Her assistant manager told her and her co-workers to close the store as quickly as possible. Harlos then continued filming. Her shift leader wrote “closed for good” on a piece of paper and taped it to the front door. She made one last latte for a regular customer.

Others were similarly taken aback by the sudden closure. Some small-business owners who depended on Foxtrot to sell their products said they too had learned online of the collapse. An owner of frozen cookie dough brand Hot Take Dough said she had flown to Chicago on Monday to see her product in the store, only to learn Tuesday from Instagram that the shop was closing. “I have no idea what’s going on,” she said on TikTok.

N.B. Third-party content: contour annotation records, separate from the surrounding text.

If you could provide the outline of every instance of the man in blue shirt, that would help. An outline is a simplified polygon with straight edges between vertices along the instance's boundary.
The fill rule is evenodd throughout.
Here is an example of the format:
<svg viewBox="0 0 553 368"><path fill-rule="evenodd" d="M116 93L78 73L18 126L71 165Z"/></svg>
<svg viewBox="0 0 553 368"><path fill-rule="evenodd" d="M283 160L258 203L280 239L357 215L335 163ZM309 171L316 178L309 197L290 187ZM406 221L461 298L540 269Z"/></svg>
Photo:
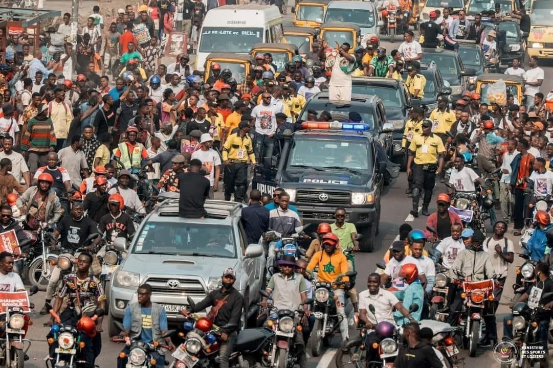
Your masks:
<svg viewBox="0 0 553 368"><path fill-rule="evenodd" d="M137 291L138 302L129 303L125 309L125 316L123 318L122 331L119 336L112 338L113 341L119 341L128 336L131 339L137 339L144 343L153 341L162 342L161 336L167 332L167 314L163 307L156 303L152 303L152 286L144 283L138 287ZM171 341L170 337L164 339L165 344L170 351L175 350L175 345ZM160 350L152 353L152 358L155 359L157 368L163 368L165 356L159 354ZM125 368L128 360L129 348L126 346L123 349L125 358L121 356L117 358L118 368Z"/></svg>

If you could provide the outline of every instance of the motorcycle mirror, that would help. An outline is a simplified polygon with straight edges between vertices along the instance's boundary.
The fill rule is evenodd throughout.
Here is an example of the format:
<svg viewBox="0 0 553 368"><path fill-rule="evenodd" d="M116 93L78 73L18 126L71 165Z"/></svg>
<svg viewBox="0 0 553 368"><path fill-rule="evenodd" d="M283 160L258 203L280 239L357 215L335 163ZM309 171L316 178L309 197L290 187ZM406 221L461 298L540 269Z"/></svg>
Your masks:
<svg viewBox="0 0 553 368"><path fill-rule="evenodd" d="M34 285L29 290L29 295L34 295L38 292L38 286Z"/></svg>

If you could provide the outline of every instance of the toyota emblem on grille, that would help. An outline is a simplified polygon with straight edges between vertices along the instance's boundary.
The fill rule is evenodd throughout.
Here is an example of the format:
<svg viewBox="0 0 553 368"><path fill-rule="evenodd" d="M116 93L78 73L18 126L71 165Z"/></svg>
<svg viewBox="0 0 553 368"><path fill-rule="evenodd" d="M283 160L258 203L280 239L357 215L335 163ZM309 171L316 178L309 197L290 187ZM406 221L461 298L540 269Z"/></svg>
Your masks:
<svg viewBox="0 0 553 368"><path fill-rule="evenodd" d="M167 281L166 285L168 287L170 287L171 289L176 289L176 288L179 287L179 285L180 285L180 283L179 282L179 280L170 280L169 281Z"/></svg>

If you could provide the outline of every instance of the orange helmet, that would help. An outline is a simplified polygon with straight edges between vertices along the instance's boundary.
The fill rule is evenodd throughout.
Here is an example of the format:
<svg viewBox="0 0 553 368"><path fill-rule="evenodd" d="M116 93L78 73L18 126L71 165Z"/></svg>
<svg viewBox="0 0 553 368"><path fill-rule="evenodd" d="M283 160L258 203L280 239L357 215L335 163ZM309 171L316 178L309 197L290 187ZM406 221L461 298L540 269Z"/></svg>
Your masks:
<svg viewBox="0 0 553 368"><path fill-rule="evenodd" d="M328 223L321 222L317 227L317 234L328 234L332 232L332 229L330 228L330 225Z"/></svg>
<svg viewBox="0 0 553 368"><path fill-rule="evenodd" d="M6 199L8 201L8 204L13 206L17 202L17 194L15 193L10 193L6 197Z"/></svg>
<svg viewBox="0 0 553 368"><path fill-rule="evenodd" d="M536 212L536 222L542 225L549 225L551 223L551 218L546 211L540 210Z"/></svg>
<svg viewBox="0 0 553 368"><path fill-rule="evenodd" d="M445 193L440 193L436 198L436 202L446 202L448 203L451 201L449 196Z"/></svg>
<svg viewBox="0 0 553 368"><path fill-rule="evenodd" d="M107 179L103 175L98 175L94 178L94 185L103 185L107 183Z"/></svg>
<svg viewBox="0 0 553 368"><path fill-rule="evenodd" d="M322 237L323 244L326 243L333 243L335 245L336 245L339 241L340 239L338 239L338 236L334 233L325 234Z"/></svg>
<svg viewBox="0 0 553 368"><path fill-rule="evenodd" d="M414 263L406 263L401 266L399 276L403 277L408 283L411 283L419 277L419 270Z"/></svg>
<svg viewBox="0 0 553 368"><path fill-rule="evenodd" d="M493 129L494 128L495 128L495 124L493 123L493 122L491 120L484 120L484 129Z"/></svg>
<svg viewBox="0 0 553 368"><path fill-rule="evenodd" d="M96 324L94 320L86 316L81 317L77 322L77 329L85 333L88 337L92 338L96 335Z"/></svg>
<svg viewBox="0 0 553 368"><path fill-rule="evenodd" d="M43 172L38 176L37 181L47 181L50 184L54 183L54 178L48 172Z"/></svg>
<svg viewBox="0 0 553 368"><path fill-rule="evenodd" d="M206 333L211 330L213 323L207 318L202 317L196 321L196 328Z"/></svg>
<svg viewBox="0 0 553 368"><path fill-rule="evenodd" d="M117 193L114 193L113 194L109 196L107 198L107 203L119 203L119 209L123 209L123 206L125 206L125 201L121 197L121 194L117 194Z"/></svg>

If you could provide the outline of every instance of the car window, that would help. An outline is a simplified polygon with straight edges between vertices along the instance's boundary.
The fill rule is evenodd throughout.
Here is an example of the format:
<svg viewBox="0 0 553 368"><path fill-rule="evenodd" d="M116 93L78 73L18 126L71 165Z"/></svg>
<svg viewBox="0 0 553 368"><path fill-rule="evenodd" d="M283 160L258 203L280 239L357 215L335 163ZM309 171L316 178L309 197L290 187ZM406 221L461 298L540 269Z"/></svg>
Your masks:
<svg viewBox="0 0 553 368"><path fill-rule="evenodd" d="M234 232L228 225L212 224L154 222L147 224L138 237L133 253L197 254L236 258Z"/></svg>

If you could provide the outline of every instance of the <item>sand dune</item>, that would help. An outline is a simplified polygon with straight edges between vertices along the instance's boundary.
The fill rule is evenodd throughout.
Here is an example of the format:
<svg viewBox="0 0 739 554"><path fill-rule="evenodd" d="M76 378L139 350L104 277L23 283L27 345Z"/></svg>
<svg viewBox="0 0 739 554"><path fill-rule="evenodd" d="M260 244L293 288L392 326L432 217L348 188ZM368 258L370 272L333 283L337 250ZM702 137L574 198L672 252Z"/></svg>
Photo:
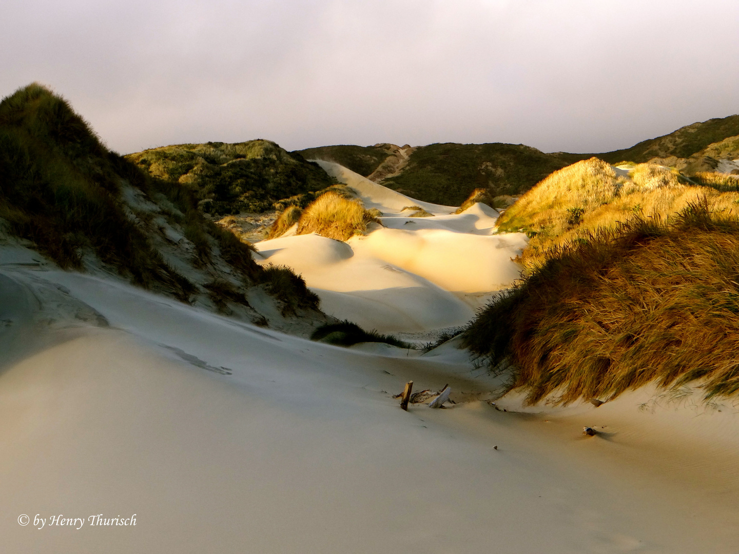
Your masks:
<svg viewBox="0 0 739 554"><path fill-rule="evenodd" d="M641 397L498 411L479 400L497 381L458 351L378 357L103 278L6 278L53 298L16 304L23 321L1 332L29 338L0 374L7 552L734 551L737 484L710 473L735 449L718 442L735 438L721 438L729 410L684 428ZM51 322L65 302L109 326L74 310ZM403 412L391 394L407 379L450 383L458 403ZM585 424L607 434L583 438ZM666 426L679 448L663 448ZM39 530L22 513L137 523Z"/></svg>
<svg viewBox="0 0 739 554"><path fill-rule="evenodd" d="M420 202L338 164L321 164L367 207L392 214L381 218L384 228L375 225L346 243L290 233L256 244L260 263L287 265L302 275L327 313L382 332L461 326L519 277L514 259L525 236L491 234L495 210L475 204L454 214L453 207ZM401 215L409 205L442 215Z"/></svg>

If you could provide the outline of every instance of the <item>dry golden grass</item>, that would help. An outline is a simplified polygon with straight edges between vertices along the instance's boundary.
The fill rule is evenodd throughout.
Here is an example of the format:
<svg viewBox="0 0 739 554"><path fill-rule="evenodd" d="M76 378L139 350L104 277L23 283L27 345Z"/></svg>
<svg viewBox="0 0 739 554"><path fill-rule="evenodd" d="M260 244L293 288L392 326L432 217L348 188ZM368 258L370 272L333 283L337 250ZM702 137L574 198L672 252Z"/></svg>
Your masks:
<svg viewBox="0 0 739 554"><path fill-rule="evenodd" d="M739 196L722 194L718 186L690 185L670 168L642 163L624 169L627 175L596 158L578 162L553 173L500 216L500 230L522 230L530 237L522 255L527 271L567 244L614 229L634 214L670 218L701 198L712 209L737 211Z"/></svg>
<svg viewBox="0 0 739 554"><path fill-rule="evenodd" d="M372 221L377 222L377 219L358 200L327 192L303 211L298 222L297 234L316 233L329 239L346 241L354 235L364 234L367 224Z"/></svg>
<svg viewBox="0 0 739 554"><path fill-rule="evenodd" d="M739 191L739 176L738 175L726 175L723 173L705 171L696 173L692 176L692 179L699 185L712 187L717 191Z"/></svg>
<svg viewBox="0 0 739 554"><path fill-rule="evenodd" d="M498 228L559 234L570 225L568 209L587 213L610 202L627 180L597 158L573 163L554 171L522 196L498 219Z"/></svg>
<svg viewBox="0 0 739 554"><path fill-rule="evenodd" d="M689 204L573 243L467 329L528 400L606 400L655 381L739 391L739 219Z"/></svg>
<svg viewBox="0 0 739 554"><path fill-rule="evenodd" d="M276 239L278 236L284 235L285 231L300 220L302 213L303 211L298 206L287 206L270 227L270 232L267 238Z"/></svg>

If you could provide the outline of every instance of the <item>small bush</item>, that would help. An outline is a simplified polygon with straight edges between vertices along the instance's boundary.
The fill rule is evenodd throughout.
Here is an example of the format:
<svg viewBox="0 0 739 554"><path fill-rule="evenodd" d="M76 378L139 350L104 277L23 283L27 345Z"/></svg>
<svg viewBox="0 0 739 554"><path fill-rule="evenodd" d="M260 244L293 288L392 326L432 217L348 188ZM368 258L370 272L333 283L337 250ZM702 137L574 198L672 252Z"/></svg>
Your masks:
<svg viewBox="0 0 739 554"><path fill-rule="evenodd" d="M298 222L299 235L310 233L346 241L367 231L370 222L377 221L358 200L350 200L336 192L327 192L311 202Z"/></svg>
<svg viewBox="0 0 739 554"><path fill-rule="evenodd" d="M267 238L276 239L285 234L285 231L300 220L300 216L302 213L303 211L297 206L288 206L286 208L285 211L280 213L277 216L277 219L275 219L274 223L272 224Z"/></svg>
<svg viewBox="0 0 739 554"><path fill-rule="evenodd" d="M267 292L282 302L282 314L294 314L299 308L318 310L321 299L308 290L305 280L290 267L269 264L258 276L258 283L267 284Z"/></svg>
<svg viewBox="0 0 739 554"><path fill-rule="evenodd" d="M322 325L313 332L310 339L338 346L350 346L358 343L386 343L399 348L412 348L408 343L395 338L392 335L381 335L374 329L365 331L348 320L338 324Z"/></svg>
<svg viewBox="0 0 739 554"><path fill-rule="evenodd" d="M218 311L222 313L228 312L228 301L243 306L249 305L243 293L236 290L236 287L228 281L216 278L206 283L203 287L208 290L208 298L218 308Z"/></svg>

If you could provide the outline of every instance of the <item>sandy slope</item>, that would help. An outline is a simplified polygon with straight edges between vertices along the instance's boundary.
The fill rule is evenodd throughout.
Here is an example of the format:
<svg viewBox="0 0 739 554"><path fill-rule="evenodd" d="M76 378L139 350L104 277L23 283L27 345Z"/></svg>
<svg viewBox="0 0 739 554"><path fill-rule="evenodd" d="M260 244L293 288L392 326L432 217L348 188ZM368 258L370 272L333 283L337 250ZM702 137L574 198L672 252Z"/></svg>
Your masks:
<svg viewBox="0 0 739 554"><path fill-rule="evenodd" d="M454 214L453 207L421 202L338 164L320 163L366 207L386 214L384 227L346 243L288 233L256 247L262 263L287 265L302 275L327 313L382 332L462 326L493 293L519 277L514 259L525 236L492 234L495 210L475 204ZM402 215L409 205L438 215Z"/></svg>
<svg viewBox="0 0 739 554"><path fill-rule="evenodd" d="M494 380L449 348L381 358L75 273L0 285L37 299L10 303L2 331L29 339L0 358L4 551L735 552L728 409L406 413L390 393L406 379L465 393ZM79 318L80 301L109 327ZM585 424L608 434L584 439ZM16 522L101 513L137 524Z"/></svg>

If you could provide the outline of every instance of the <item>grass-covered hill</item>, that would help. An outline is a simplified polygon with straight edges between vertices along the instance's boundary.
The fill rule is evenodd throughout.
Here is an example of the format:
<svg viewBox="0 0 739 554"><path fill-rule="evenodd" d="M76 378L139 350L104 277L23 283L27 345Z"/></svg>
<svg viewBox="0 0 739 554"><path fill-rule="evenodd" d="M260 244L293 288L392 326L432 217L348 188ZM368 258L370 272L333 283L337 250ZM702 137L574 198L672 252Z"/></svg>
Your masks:
<svg viewBox="0 0 739 554"><path fill-rule="evenodd" d="M249 247L205 219L197 203L191 189L106 148L48 89L31 84L0 102L3 241L64 268L115 273L254 321L266 322L248 301L257 290L283 314L302 310L325 320L302 278L258 265Z"/></svg>
<svg viewBox="0 0 739 554"><path fill-rule="evenodd" d="M705 199L714 209L739 213L739 179L715 173L688 177L651 164L614 168L598 158L554 171L498 219L501 231L526 233L522 254L531 270L573 242L613 230L633 216L665 219Z"/></svg>
<svg viewBox="0 0 739 554"><path fill-rule="evenodd" d="M735 395L738 275L739 219L699 199L571 244L483 310L465 340L510 365L531 403L607 401L651 382L675 397L687 383L705 398Z"/></svg>
<svg viewBox="0 0 739 554"><path fill-rule="evenodd" d="M681 127L669 134L643 140L631 148L594 154L609 163L641 163L652 158L689 158L713 143L739 135L739 115L709 119Z"/></svg>
<svg viewBox="0 0 739 554"><path fill-rule="evenodd" d="M401 147L336 146L301 150L308 160L336 162L384 186L424 202L460 205L476 188L491 197L518 194L585 154L545 154L522 144L430 144ZM398 159L401 158L401 159ZM389 170L380 171L384 166ZM375 174L373 176L372 174ZM386 177L387 176L387 177Z"/></svg>
<svg viewBox="0 0 739 554"><path fill-rule="evenodd" d="M317 164L269 140L180 144L126 157L153 177L189 188L213 214L272 210L281 199L333 183Z"/></svg>
<svg viewBox="0 0 739 554"><path fill-rule="evenodd" d="M727 147L728 148L728 147ZM498 219L530 237L522 280L465 333L528 401L607 400L647 383L739 391L739 177L598 158Z"/></svg>
<svg viewBox="0 0 739 554"><path fill-rule="evenodd" d="M713 171L716 160L727 158L736 150L735 140L721 151L728 137L739 135L739 115L692 123L677 131L629 148L603 154L547 154L524 145L430 144L407 148L407 160L398 160L398 147L341 145L300 151L306 159L336 162L361 175L425 202L459 205L474 189L486 189L490 197L518 195L529 190L547 175L581 160L597 157L609 163L630 161L641 163L653 158L692 175ZM735 154L735 157L739 153ZM378 171L383 165L397 167L395 172ZM374 176L372 175L374 174Z"/></svg>
<svg viewBox="0 0 739 554"><path fill-rule="evenodd" d="M491 196L524 192L579 159L522 144L430 144L417 148L399 175L381 182L424 202L458 206L475 188Z"/></svg>

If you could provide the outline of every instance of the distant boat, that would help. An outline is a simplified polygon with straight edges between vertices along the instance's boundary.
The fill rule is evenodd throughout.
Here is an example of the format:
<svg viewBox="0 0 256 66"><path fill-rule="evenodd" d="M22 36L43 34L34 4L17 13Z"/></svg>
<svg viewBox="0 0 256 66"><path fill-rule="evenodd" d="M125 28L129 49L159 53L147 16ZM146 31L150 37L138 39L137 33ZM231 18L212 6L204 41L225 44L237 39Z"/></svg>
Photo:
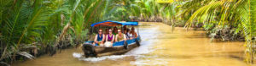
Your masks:
<svg viewBox="0 0 256 66"><path fill-rule="evenodd" d="M96 26L123 26L123 25L132 25L137 26L138 22L118 22L118 21L102 21L92 24L91 27ZM94 37L92 37L94 38ZM84 41L82 47L84 54L86 58L88 57L102 57L108 55L120 55L127 52L128 51L140 46L141 37L138 34L137 38L121 41L116 41L111 47L100 47L97 44L95 46L92 44L93 41Z"/></svg>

By early afternoon, most if not all locations in D.C. and across the country were locked, with signs taped to the windows. A downtown D.C. location had a sign that said, “As of today, we are closed for the final time. Thank you for the time we had together.” The patio flier at Logan Circle was replaced by a sign that said, “CLOSED DUE TO INTERNAL REPAIRS.”

One by one over the next few minutes, eight people tried to open the locked door, peered inside the windows to the dark and empty store, and took a photo of the “internal repairs” sign. One woman turned to her friend and said, “everyone is freaking out about the chain’s closure.”

“They just posted online that they’re shutting locations,” Jeremy Paul, 41, said to one of those people. “So I came to see for myself.”

Paul, who particularly appreciated the store’s gluten-free offerings, had also come to check out rumors that Foxtrot employees were handing out free wine.

But at 2 p.m., all he found was a deserted building, with bags of $6.99 candy untouched behind glass windows.